Christianity Today recently interviewed presidential candidate Mitt Romney. Here are a few excerpts from the article:

How do you think relations between Mormons and Trinitarian Christians have changed during your lifetime?

I don't know that there's been a significant change relating to doctrine. [But] several months ago, not long before he died, I had the occasion of having the Rev. Jerry Falwell at our home. He said that when he was getting ready to oppose same-sex marriage in California, he met with the president of my church in Salt Lake City, and they agreed to work together in a campaign in California. He said, "Far be it from me to suggest that we don't have the same values and the same objectives."

What traits and views do you think evangelicals want in the next President?

I don't know that I'm qualified to suggest what people of other faiths specifically would want. But I think Americans of faith generally hope that the next President will be a person of faith who shares their values and their views on the key issues that the nation faces.

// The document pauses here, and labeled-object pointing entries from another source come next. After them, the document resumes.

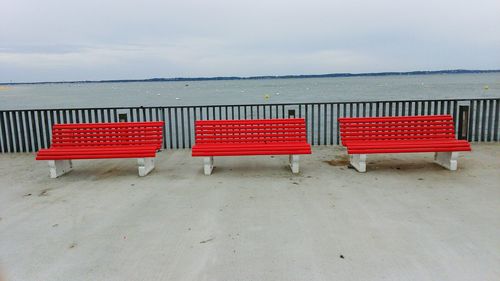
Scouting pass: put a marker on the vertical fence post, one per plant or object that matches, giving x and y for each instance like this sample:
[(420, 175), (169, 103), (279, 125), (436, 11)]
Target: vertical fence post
[(463, 122)]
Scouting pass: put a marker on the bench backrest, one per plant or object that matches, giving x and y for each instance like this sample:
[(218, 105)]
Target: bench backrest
[(108, 134), (251, 131), (396, 128)]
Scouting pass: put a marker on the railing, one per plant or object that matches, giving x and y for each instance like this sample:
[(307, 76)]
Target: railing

What would those issues be?

There are, of course, the international and economic issues, such as the war against the violent jihad and the need to be competitive long-term with an emerging Asian economy. On the home front, we need to become energy independent. And on values issues, priorities include abortion and same-sex marriage.

How do you distinguish between religious values and moral values when making decisions?

There are doctrines that differ from church to church. I don't believe doctrines should figure into the policy of someone leading in a secular position. The fundamental values of all faiths I know well are very consistent, and they have a public purpose. One example would be the Declaration of Independence, guided by a belief in a Creator. The belief that we are all children of the same Creator gives us a desire to care for the poor and the needy. The belief that marriage between a man and a woman is a sacred relationship leads one to protect the sanctity of marriage. These fundamental values are not associated with a doctrine of a faith, but instead are part of the value base of every faith of which I'm aware.

How do you answer evangelicals who want their President to have faith but not your faith?

It depends on what they worry about. Do they want agreement on doctrine, and does that really effect how someone leads as President? Or does someone want a President who shares values and will preserve the values and culture of America? That will only happen if people band together where we share common values.